Se lo merecía completamente, sobre todo pensando los aprietos por los que había
pasado tanto ella como su familia en los últimos tiempos.
− ¡Ey!
que la Toñi está en la tele.− Gritó uno de los
trabajadores mientras subía el volumen.
En el primer
plano se podía ver a Toñi, descorchando una botella de champan mientras la
reportera se acercaba con el micrófono en mano para entrevistarla. En el plano
de atrás, los dos enormes hijos gemelos, sostenían cartelitos con la foto del
boleto que este año había repartido tantas ilusiones en el barrio. Seguramente los
hijos también estarían sumamente felices ante aquella situación, pero eran tan
altos que al cámara le fue imposible en ese momento enfocarles en su totalidad,
mientras que también enfocaba a la mismísima protagonista del día.
Inmediatamente
después, la cadena televisiva, dividió la pantalla y, mientras seguían
retransmitiendo cómo Toñi bañaba en champan a la reportera y los hijos cumplían
seriamente con el deber encomendado (sostener los carteles), conectaron con el salón donde
se había realizado el sorteo.
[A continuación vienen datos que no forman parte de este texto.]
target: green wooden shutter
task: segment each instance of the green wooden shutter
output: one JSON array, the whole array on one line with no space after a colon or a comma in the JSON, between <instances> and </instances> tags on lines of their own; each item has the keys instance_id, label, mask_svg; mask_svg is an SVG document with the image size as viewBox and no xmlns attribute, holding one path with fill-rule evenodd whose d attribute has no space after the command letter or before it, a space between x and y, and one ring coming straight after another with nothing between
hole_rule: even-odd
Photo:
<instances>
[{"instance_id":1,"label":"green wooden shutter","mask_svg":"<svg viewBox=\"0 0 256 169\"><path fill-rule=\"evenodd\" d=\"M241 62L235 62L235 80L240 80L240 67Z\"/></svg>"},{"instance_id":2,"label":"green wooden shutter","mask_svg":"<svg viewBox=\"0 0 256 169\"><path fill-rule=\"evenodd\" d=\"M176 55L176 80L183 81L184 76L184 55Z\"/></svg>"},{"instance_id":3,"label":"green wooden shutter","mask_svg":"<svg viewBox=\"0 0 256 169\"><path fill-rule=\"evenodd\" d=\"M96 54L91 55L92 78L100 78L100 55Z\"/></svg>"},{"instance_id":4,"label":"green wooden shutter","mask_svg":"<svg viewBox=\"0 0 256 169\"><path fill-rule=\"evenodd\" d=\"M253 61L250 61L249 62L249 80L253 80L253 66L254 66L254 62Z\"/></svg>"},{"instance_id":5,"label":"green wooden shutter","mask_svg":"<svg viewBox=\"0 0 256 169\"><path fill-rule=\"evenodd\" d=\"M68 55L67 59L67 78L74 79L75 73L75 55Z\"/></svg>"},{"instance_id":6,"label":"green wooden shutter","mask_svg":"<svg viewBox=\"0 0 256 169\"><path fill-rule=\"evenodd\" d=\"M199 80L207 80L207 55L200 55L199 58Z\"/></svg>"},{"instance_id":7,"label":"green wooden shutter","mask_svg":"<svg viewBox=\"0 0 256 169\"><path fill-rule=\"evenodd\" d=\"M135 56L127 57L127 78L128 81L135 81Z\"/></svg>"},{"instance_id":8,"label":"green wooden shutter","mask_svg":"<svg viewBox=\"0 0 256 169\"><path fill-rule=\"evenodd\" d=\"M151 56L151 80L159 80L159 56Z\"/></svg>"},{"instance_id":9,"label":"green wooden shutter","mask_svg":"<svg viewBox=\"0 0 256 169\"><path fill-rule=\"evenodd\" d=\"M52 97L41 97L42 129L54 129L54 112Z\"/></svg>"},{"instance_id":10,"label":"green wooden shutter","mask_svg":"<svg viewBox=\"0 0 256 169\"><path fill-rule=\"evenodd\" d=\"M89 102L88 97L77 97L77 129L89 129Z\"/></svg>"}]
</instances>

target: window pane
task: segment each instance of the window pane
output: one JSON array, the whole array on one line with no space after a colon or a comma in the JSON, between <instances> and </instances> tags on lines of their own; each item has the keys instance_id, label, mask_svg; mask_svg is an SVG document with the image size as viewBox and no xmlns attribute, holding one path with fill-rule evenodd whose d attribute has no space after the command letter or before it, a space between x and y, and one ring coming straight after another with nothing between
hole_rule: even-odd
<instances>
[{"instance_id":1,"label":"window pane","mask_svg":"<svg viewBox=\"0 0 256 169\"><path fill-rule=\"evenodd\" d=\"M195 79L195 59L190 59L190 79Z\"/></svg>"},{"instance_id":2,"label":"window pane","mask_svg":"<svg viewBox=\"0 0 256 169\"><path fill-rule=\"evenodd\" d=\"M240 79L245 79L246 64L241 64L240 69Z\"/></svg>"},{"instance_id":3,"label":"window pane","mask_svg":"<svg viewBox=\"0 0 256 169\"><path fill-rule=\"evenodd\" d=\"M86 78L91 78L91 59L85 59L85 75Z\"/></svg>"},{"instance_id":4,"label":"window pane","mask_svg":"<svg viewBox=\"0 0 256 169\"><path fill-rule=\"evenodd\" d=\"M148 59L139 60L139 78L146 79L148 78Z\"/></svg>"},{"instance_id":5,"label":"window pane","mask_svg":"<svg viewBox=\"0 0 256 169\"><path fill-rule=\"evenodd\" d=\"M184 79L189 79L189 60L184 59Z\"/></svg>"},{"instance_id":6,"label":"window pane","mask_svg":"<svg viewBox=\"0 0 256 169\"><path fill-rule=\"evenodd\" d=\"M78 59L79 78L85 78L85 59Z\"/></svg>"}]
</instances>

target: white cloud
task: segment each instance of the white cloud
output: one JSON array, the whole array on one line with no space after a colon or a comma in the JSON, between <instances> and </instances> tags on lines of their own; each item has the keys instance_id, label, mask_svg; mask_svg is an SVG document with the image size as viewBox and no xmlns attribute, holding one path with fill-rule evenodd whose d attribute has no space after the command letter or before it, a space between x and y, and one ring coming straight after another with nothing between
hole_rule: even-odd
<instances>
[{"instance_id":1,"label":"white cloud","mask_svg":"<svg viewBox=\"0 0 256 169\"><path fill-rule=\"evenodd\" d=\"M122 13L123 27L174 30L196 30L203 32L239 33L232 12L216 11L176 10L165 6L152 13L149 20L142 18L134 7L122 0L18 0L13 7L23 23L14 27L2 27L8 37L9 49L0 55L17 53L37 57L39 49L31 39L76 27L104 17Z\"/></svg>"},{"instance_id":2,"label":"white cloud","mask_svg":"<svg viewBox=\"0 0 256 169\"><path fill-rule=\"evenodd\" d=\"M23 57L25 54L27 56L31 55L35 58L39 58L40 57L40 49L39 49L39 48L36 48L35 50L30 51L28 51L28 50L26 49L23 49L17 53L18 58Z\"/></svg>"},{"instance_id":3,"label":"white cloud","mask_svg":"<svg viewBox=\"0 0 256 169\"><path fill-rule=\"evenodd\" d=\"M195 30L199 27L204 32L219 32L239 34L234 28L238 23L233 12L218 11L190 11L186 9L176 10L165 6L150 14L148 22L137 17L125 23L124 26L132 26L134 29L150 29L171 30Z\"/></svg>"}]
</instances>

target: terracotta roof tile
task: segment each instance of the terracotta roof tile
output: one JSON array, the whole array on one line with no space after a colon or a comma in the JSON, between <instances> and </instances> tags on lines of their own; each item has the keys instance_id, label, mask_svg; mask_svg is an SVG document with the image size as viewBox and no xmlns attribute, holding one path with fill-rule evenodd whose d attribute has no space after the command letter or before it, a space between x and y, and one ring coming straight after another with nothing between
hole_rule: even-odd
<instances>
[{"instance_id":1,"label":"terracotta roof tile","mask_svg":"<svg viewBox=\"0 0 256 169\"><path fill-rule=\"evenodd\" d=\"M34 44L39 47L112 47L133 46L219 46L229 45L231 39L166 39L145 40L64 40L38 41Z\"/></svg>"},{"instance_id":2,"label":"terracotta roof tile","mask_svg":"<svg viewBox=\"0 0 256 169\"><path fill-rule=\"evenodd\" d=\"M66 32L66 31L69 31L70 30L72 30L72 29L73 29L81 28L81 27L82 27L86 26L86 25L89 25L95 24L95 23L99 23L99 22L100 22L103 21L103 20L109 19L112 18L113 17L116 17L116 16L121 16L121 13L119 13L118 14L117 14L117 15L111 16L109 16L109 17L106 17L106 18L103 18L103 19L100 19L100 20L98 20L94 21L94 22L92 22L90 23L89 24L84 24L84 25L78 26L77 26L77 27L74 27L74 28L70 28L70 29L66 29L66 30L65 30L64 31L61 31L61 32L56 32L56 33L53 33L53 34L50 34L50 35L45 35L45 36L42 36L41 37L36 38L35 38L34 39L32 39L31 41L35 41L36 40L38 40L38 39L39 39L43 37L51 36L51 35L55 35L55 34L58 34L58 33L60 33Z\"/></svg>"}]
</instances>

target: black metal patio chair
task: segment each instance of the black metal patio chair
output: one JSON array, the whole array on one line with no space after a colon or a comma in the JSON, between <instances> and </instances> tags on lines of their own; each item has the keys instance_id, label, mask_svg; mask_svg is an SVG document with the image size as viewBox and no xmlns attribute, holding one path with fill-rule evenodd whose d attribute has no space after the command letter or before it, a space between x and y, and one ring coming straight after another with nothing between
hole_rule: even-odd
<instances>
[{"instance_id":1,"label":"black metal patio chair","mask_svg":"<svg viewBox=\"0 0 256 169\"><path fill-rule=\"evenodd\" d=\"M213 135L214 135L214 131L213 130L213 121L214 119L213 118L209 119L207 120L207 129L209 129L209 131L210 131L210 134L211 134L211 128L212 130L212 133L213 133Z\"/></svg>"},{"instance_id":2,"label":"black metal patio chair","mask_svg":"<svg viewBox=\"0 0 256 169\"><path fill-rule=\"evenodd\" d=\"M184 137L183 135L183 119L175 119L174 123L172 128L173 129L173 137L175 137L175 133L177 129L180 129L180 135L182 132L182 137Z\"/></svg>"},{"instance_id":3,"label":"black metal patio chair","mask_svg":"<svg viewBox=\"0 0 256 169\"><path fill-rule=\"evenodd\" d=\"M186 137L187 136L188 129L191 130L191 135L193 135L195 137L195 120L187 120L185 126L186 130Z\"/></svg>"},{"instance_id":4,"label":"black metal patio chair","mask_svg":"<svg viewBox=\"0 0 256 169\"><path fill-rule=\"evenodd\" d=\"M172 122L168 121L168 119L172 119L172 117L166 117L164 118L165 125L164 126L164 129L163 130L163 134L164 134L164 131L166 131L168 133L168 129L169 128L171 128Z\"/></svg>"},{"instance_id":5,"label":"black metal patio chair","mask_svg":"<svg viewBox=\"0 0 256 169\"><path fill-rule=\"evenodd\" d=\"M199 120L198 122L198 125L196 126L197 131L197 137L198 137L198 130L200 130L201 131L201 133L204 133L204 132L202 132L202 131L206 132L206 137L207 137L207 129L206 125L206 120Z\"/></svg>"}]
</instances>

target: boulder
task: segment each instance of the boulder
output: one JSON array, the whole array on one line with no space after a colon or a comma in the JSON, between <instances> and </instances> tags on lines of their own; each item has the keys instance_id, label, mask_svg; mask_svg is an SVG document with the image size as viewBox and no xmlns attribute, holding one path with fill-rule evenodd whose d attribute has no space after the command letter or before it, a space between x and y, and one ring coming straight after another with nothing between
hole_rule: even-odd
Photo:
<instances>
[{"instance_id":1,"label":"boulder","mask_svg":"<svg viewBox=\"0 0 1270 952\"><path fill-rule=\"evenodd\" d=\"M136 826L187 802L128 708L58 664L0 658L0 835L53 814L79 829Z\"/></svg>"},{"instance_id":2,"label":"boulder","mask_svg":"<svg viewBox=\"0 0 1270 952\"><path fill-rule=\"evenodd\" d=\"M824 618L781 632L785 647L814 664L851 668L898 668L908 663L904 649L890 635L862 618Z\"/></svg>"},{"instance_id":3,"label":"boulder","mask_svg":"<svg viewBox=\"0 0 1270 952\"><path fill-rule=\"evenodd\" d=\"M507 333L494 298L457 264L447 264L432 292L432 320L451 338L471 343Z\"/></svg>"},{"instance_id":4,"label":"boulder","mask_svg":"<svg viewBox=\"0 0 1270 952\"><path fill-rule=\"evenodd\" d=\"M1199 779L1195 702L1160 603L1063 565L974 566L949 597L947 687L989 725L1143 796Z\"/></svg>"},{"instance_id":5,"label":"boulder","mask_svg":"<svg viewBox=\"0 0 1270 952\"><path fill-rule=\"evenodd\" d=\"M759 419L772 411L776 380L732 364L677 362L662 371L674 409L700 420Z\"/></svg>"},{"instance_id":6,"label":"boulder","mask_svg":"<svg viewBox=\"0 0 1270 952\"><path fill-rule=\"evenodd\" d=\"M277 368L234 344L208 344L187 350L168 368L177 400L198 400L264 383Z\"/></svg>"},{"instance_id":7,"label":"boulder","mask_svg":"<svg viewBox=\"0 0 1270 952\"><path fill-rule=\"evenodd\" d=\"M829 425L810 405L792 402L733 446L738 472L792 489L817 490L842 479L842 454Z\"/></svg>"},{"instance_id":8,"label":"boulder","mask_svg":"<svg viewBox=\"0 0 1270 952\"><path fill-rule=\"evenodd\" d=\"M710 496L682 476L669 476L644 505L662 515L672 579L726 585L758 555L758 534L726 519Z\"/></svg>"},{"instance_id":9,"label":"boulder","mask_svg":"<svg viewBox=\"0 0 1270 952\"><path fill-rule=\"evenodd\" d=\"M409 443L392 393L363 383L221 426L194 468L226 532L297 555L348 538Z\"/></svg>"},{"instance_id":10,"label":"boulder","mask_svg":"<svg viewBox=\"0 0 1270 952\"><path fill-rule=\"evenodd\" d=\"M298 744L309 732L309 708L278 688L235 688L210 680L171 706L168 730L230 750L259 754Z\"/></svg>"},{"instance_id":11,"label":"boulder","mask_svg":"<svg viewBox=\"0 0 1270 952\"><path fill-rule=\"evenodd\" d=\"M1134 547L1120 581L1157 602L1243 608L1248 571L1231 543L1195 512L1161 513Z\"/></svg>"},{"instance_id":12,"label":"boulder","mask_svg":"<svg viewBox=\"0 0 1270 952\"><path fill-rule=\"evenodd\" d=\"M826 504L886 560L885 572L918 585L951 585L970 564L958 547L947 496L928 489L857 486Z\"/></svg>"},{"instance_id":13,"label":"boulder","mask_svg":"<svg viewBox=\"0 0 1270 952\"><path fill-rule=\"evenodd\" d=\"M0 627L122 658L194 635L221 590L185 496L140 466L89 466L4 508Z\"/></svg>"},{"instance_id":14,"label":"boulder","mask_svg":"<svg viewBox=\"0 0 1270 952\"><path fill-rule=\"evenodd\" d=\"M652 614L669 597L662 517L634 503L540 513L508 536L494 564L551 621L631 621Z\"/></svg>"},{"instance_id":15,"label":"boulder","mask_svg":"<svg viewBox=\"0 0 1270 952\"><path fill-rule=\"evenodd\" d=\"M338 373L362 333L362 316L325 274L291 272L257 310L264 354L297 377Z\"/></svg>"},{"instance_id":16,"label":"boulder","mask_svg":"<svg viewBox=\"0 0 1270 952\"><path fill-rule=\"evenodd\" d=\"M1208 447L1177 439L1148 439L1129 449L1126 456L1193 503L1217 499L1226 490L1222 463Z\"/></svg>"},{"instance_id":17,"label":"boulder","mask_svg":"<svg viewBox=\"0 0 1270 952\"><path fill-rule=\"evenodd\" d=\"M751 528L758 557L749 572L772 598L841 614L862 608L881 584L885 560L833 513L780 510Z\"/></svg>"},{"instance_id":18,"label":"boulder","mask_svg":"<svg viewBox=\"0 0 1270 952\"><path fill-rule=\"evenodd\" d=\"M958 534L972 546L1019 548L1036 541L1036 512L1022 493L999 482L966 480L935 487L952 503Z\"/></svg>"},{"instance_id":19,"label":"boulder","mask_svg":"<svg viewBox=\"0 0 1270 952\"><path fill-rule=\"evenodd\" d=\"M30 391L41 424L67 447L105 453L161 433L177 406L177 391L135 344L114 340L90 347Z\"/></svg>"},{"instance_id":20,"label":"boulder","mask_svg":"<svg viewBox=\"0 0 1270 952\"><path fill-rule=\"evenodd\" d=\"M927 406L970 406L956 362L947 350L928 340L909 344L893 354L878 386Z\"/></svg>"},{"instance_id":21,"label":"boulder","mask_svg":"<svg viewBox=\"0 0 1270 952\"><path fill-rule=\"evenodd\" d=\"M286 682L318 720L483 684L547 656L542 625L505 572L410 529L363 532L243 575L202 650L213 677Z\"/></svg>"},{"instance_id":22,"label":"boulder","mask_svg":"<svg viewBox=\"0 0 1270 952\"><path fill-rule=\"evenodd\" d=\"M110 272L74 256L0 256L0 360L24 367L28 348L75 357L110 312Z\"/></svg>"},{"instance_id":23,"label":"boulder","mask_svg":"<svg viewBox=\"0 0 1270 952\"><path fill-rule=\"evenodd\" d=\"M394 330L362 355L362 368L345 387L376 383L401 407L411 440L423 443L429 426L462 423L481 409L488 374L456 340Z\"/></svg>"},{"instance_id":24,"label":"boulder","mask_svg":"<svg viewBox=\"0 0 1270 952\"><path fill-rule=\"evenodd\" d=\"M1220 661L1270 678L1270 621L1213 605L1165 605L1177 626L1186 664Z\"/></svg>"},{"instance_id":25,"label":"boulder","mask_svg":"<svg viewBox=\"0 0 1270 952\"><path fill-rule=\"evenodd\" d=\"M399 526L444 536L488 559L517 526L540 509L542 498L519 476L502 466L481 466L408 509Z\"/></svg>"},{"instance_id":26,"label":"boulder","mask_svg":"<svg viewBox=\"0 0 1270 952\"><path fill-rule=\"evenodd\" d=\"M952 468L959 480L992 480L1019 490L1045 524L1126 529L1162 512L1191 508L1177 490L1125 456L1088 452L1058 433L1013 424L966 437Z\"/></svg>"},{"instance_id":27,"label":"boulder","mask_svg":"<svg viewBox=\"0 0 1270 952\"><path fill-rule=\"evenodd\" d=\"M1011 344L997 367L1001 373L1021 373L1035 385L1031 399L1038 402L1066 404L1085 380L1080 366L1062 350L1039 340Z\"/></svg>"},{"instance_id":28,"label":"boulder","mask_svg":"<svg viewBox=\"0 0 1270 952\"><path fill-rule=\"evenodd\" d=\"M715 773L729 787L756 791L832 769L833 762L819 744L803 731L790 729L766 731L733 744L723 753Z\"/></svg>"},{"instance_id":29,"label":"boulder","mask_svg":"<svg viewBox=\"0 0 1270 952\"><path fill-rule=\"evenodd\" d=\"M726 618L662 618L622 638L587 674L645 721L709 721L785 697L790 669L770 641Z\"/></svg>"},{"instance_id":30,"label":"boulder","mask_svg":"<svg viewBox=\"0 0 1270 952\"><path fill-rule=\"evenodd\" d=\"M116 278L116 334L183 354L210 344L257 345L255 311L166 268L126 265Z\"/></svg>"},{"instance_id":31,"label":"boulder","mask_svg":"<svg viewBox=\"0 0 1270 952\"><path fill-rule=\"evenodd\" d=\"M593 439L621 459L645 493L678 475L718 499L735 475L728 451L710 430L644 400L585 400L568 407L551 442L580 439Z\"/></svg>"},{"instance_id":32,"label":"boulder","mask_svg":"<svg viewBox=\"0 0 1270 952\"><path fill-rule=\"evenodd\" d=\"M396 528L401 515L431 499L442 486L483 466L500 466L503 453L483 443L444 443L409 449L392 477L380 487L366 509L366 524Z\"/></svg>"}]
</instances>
Había un jubilado, encamisado y con una diadema
de cuernos de reno, que, secuestrando el brazo y micrófono del reportero comenzó a
felicitar las fiestas a todos los espectadores: − Merrik Chismass, Merrik Chismass…
Todo cada
vez iba a mayores, la celebración que en un comienzo empezó suave iba in crescendo, hasta tal punto que Esteban llegó
a ver algo inimaginable.
− ¿Es
Llamazares el que está encabezando la conga?
El mismísimo
jefe. El director general. El gerente. El jefazo, era el encargado de encabezar una conga mientras
pusieron, a todo volumen, Mi gran noche,
tan alto que parecía que el mismo Raphael estuviese allí cantando en directo.
Llamazares
movía de un lado para el otro el pañuelo que normalmente solía llevarlo en la
solapa de la americana. Tras él, todos los demás le seguían el baile cantando,
con los espumillones del árbol enrollados por el cuello, lanzando serpentinas y
soplando con ganas los matasuegras. El ambiente que se formo era tal, que el mismo
Esteban pensó: ¿por qué no? Y él también
se unió a esa conga que, mientras recorría toda la planta del edificio, más y
más gente se unía a ella.
La celebración
culminó por todo lo alto con besos, abrazos, saltos de alegría, lágrimas de
emoción y múltiples brindis con champan. Mientras Roberto y Lander, los de
seguridad, le daban el toque de originalidad a la escena lanzando cohetes y
petardos desde aquel primer piso, los mismos que habían requisado hace algún que
otro año a unos chavales.
La
fiesta aquella había sido una pasada. Esteban no podía creérselo mientras
regresaba caminando a casa. Todavía tarareaba el estribillo de la canción que retumbaba por toda la planta, al mismo tiempo que le venían imágenes a la cabeza que le provocaron alguna que otra risotada. La rabia y asco que sentía aquella mañana habían
terminado convirtiéndose en felicidad al ver la que se había liado. Era la
primera vez que en aquel despacho se respiraba tan buen rollo, tanta
naturalidad espontaneidad y alegría. La primera vez que veía felices a
compañeros y compañeras que antes ni se molestaban en saludar. La primera vez,
por supuesto, Llamazares encabezaba una conga. La primera vez que se brindaba
con entusiasmo, risas y sinceridad.
− ¡Esteban!− era Julia, su mujer, que le
dio un beso nada más verlo. Que, ¿cómo ha
ido el día? Yo la verdad que muy feliz, oficialmente ya estoy de vacaciones.
Decía mientras alzaba ambos brazos en señal de triunfo.
−Pues la verdad que ha sido una jornada
genial. Ahora en casa te la contaré con detalles, pero lo hemos pasado en “gordo”.